A AstraZeneca é a farmacêutica responsável pelo projeto de vacina conduzido em parceria com a Universidade de Oxford e que está sendo testada em diversos países, entre eles o Brasil. O acerto ainda não é definitivo, mas cumpre uma etapa que estava sendo aguardada desde que o Ministério da Saúde manifestou a intenção de aderir de fato ao projeto.
Em comunicado, o governo anunciou que investirá R$ 522 milhões na estrutura de Bio-Manguinhos, unidade da Fiocruz capaz de produzir as doses da vacina. A União ainda se comprometeu com um aporte de R$ 1,3 bilhão em pagamentos para a transferência das tecnologias necessárias.
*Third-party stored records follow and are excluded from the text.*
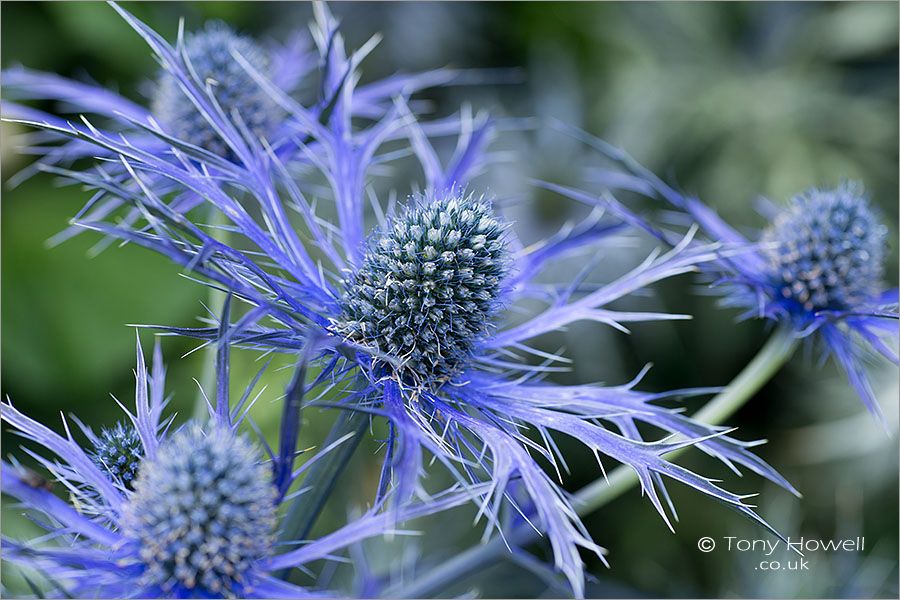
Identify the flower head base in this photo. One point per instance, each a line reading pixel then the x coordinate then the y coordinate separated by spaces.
pixel 428 287
pixel 203 512
pixel 118 452
pixel 210 54
pixel 826 251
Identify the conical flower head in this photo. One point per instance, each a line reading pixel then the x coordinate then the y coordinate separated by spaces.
pixel 210 54
pixel 118 452
pixel 826 251
pixel 202 514
pixel 428 288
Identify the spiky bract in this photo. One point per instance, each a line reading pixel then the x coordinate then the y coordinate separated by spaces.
pixel 428 287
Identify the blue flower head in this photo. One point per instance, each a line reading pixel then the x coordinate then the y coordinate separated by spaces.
pixel 209 53
pixel 199 521
pixel 203 512
pixel 826 250
pixel 428 287
pixel 407 322
pixel 119 451
pixel 817 268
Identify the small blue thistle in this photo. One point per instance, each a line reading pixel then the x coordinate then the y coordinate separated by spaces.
pixel 428 287
pixel 420 306
pixel 210 54
pixel 817 268
pixel 118 452
pixel 199 522
pixel 203 512
pixel 826 251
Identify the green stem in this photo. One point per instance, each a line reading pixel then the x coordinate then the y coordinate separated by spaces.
pixel 777 350
pixel 321 479
pixel 215 301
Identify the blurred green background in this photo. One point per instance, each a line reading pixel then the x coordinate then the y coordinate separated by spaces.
pixel 726 100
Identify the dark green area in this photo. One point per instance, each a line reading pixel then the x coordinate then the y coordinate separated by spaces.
pixel 728 100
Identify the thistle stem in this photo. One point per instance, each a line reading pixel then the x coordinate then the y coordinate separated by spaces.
pixel 771 357
pixel 215 301
pixel 321 479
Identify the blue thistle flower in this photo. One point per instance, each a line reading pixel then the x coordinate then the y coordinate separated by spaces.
pixel 203 513
pixel 119 451
pixel 427 291
pixel 826 250
pixel 459 385
pixel 818 266
pixel 199 521
pixel 209 53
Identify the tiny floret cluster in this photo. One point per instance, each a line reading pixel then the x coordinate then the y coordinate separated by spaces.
pixel 118 452
pixel 826 251
pixel 210 54
pixel 428 287
pixel 203 513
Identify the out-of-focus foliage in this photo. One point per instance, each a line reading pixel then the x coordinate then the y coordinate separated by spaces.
pixel 730 100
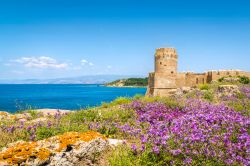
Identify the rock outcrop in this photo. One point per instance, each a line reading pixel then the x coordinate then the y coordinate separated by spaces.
pixel 67 149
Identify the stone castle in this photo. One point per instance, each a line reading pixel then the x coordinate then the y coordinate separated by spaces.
pixel 165 80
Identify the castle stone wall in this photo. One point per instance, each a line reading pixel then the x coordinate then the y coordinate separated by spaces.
pixel 165 79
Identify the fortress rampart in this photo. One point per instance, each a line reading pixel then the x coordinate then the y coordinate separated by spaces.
pixel 165 80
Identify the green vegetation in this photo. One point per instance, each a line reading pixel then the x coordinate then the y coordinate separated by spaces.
pixel 244 80
pixel 153 117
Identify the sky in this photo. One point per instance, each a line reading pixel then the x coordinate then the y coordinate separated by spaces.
pixel 69 38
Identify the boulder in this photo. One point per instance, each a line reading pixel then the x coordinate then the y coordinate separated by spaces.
pixel 67 149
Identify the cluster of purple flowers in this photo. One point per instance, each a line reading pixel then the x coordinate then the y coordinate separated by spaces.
pixel 199 130
pixel 31 128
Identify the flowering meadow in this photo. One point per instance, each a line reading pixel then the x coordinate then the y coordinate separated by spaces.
pixel 206 126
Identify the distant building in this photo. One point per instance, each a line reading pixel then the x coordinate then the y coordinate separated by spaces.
pixel 165 80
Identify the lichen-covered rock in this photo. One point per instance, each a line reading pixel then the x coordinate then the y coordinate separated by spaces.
pixel 67 149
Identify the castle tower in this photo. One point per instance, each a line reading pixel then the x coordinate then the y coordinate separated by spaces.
pixel 163 81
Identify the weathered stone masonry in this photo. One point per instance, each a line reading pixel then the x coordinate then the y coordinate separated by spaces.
pixel 165 80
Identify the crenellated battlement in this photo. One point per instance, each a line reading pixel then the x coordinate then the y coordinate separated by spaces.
pixel 166 53
pixel 166 79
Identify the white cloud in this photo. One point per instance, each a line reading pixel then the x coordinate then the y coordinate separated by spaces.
pixel 41 62
pixel 85 62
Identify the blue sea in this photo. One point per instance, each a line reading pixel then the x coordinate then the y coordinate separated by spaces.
pixel 72 97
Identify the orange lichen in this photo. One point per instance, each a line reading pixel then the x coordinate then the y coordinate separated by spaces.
pixel 71 138
pixel 23 151
pixel 3 113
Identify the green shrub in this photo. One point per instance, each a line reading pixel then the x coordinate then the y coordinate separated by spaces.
pixel 204 87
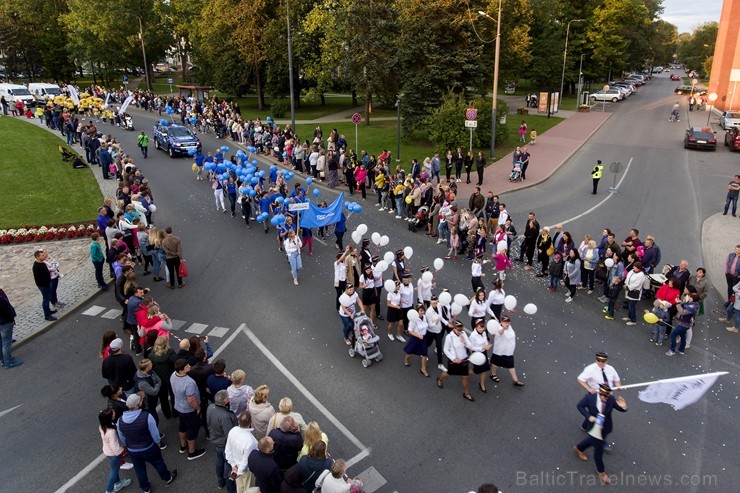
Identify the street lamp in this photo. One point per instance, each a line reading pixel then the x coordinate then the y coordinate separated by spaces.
pixel 565 56
pixel 290 68
pixel 495 75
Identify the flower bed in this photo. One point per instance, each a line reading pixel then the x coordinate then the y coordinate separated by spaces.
pixel 46 233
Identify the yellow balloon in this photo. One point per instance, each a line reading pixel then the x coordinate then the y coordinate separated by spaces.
pixel 650 318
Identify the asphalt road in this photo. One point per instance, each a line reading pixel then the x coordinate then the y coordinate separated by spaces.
pixel 390 418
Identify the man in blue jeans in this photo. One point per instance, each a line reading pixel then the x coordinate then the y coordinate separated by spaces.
pixel 42 278
pixel 138 432
pixel 7 322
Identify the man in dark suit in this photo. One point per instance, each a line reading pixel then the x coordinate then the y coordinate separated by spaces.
pixel 597 410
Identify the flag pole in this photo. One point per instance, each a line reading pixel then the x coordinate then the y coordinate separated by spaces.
pixel 673 380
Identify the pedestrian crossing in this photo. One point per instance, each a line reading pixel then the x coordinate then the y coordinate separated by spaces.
pixel 177 325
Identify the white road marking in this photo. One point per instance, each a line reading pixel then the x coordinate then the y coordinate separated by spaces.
pixel 196 328
pixel 8 411
pixel 112 314
pixel 364 451
pixel 600 203
pixel 99 459
pixel 94 311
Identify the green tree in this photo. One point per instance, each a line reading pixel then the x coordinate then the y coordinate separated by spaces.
pixel 436 53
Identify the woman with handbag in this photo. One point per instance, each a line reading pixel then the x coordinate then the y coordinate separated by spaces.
pixel 544 250
pixel 456 349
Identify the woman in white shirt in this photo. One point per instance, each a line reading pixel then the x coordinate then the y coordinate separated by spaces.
pixel 456 350
pixel 417 344
pixel 504 343
pixel 292 246
pixel 478 307
pixel 480 342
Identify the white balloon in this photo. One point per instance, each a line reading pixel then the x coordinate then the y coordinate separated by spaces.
pixel 461 299
pixel 510 302
pixel 389 257
pixel 493 326
pixel 455 308
pixel 530 308
pixel 477 358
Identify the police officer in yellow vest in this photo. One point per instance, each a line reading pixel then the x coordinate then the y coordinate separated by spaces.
pixel 596 175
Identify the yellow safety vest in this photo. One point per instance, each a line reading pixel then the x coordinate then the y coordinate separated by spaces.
pixel 596 172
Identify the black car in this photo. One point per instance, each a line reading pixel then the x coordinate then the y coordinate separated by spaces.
pixel 177 140
pixel 700 138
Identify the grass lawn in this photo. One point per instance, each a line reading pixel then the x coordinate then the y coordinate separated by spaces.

O Ministério da Saúde afirma que a adesão definitiva do Brasil ao projeto será assinada na segunda semana do mês de agosto. Segundo a nota da pasta, a Fiocruz já recebeu da AstraZeneca as informações necessárias para a ampliação de Bio-Manguinhos e colocará seus serviços técnicos à disposição da iniciativa.
A vacina produzida pela fundação será distribuída, diz o comunicado, pelo Sistema Único de Saúde (SUS). Em entrevista recente à CNN, o secretário de vigilância em saúde, Arnaldo Correia de Medeiros, projetou que 15 milhões de brasileiros possam receber a vacina ainda em 2020, com prioridade para os grupos de mais risco para a Covid-19, como idosos e portadores de doenças pré-existentes.